NUMA? What’s NUMA?
Having to deal with a Non-Uniform Memory Access (NUMA) machine is becoming more and more common. This is true no matter whether you are part of an engineering research center with access to one of the first Intel SCC-based machines, a virtual machine hosting provider with a bunch of dual 2376 AMD Opteron pieces of iron in your server farm, or even just a Xen developer using a dual socket E5620 Xeon based test-box (any reference to the recent experiences of the author of this post is purely accidental :-D). Just very quickly,  NUMA means the memory accessing times of a program running on a CPU depends on the relative distance between that CPU and that memory. In fact, most of the NUMA systems are built in such a way that each processor has its local memory, on which it can operate very fast. On the other hand, getting and storing data from and on remote memory (that is, memory local to some other processor) is quite more complex and slow. Therefore, while hardware engineers bump their heads against cache coherency protocols and routing strategies for the system BUSes to be put on such machines, the most urgent issue for us, OS and hypervisor developers, is the following: how can we couple scheduling and memory management so that most of the accesses for most of our tasks/VMs stay local?
NUMA and Xen
The Xen hypervisor already deals with NUMA in a number of ways. For example, each domain has its own “node affinity”, which is the set of NUMA nodes of the host from which memory for that domain is allocated (in equal parts). That becomes very important as soon as many domains start running memory-intensive workloads on a shared host. In fact, as soon as the majority of the memory accesses become remote, the degradation in performance is likely to be noticeable. An effective technique to deal with this architecture in a virtualization environment is virtual CPU (vCPU) pinning. I mean, if a domain can only run on a subset of the host’s physical CPUs (pCPUs), it is very easy to turn all its memory accesses into local ones, isn’t it? Actually, that is exactly what Xen does by default: at domain creation time, it constructs the domain’s node affinity basing on what nodes these pCPUs belongs to… Provided the domain specifies some pinning for its vCPUs in its config file, with something like the below (assuming CPUs #0 to #3 belongs to the same NUMA node):
…
vcpus = Â ‘4’
memory = Â ‘1024’
cpus = “0-3”
…
This is quite effective, to the point that the (old) xend-based toolstack, if there is no vCPU pinning in a domain config file, tries to figure out on its own where to put it, and pin its vCPUs there! That could be seen as something reasonable to do, and surely brings performance benefits. However, vCPU pinning is quite unflexible, as the VM in question won’t for any reason be allowed to run outside from that set of pCPUs. This means, no matter whether it is the most (artificially-)intelligent of the toolstacks or the most careful of the sysadmins setting it up, you are in constant danger of under/bad utilizing your hardware resources you payed a lot of money for.

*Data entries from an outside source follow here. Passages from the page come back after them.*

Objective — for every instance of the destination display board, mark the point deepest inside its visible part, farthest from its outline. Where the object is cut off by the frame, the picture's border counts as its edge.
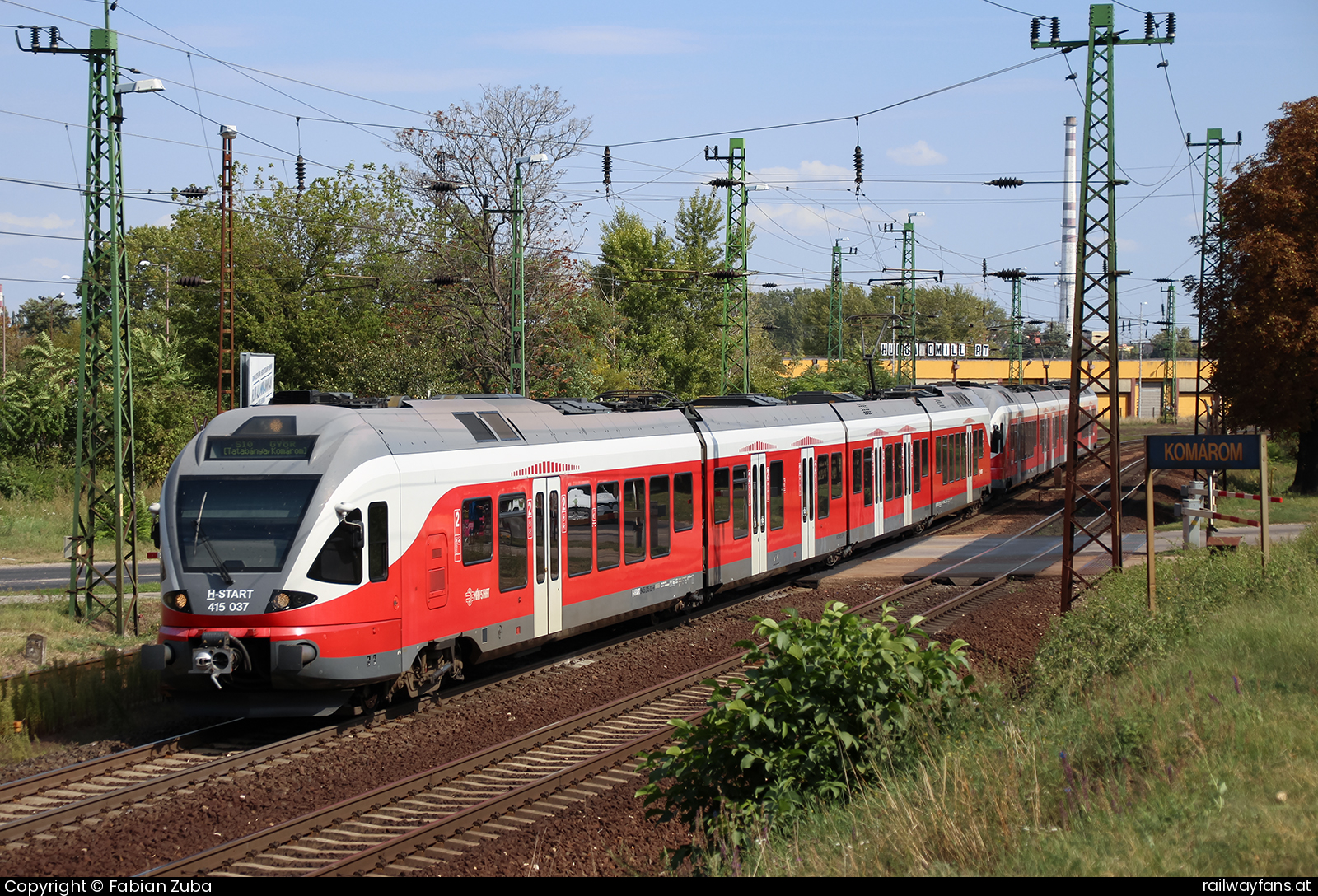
(260, 447)
(1203, 452)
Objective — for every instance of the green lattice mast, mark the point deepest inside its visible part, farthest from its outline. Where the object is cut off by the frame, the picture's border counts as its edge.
(836, 349)
(1096, 313)
(735, 371)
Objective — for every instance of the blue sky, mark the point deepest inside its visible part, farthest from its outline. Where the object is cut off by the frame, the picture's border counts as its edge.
(656, 72)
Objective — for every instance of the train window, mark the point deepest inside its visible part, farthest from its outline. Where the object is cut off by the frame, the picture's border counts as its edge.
(741, 524)
(579, 529)
(806, 488)
(438, 568)
(478, 427)
(247, 522)
(512, 542)
(540, 538)
(869, 478)
(339, 560)
(554, 534)
(683, 502)
(821, 480)
(659, 524)
(501, 427)
(377, 540)
(608, 542)
(478, 531)
(634, 520)
(887, 472)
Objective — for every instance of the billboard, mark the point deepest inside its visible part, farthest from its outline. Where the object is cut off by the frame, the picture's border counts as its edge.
(257, 379)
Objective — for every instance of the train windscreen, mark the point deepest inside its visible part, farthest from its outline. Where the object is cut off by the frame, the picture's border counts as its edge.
(245, 524)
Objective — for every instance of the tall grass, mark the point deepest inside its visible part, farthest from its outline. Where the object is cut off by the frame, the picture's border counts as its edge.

As of now, the new xl-based toolstack does not have anything like that.  Yes, there is the possibility of dealing with NUMA by partitioning the system using cpupools (available in the upcoming release of Xen, 4.2), as explained in Xen 4.2: cpupools. Again, this could be “The Right Answer” for many needs and occasions, but  has to to be carefully considered and manually setup by hand. What would be nice to have is a self-configuring solution automatically jumping into the game and maximizing the overall system performances.
Some numbers or, even better, some graphs!
Let’s give it a break to all this talking and try looking at what we are discussing more concretely. So question is: can we run some memory-intensive benchmark within a bunch of competing VMs (on a NUMA host) and see if this local/remote memory accessing thing really matters? Well, actually, yes we can. Unfortunately, no matter how bad you are hoping the benchmarker to be the research lab guy with login credentials for an SCC platform… He actually is the poor Xen developer with the 2 Socket Xeon. Plots showing what happened on a 2 nodes, 16 cores system is what we can show then. For now.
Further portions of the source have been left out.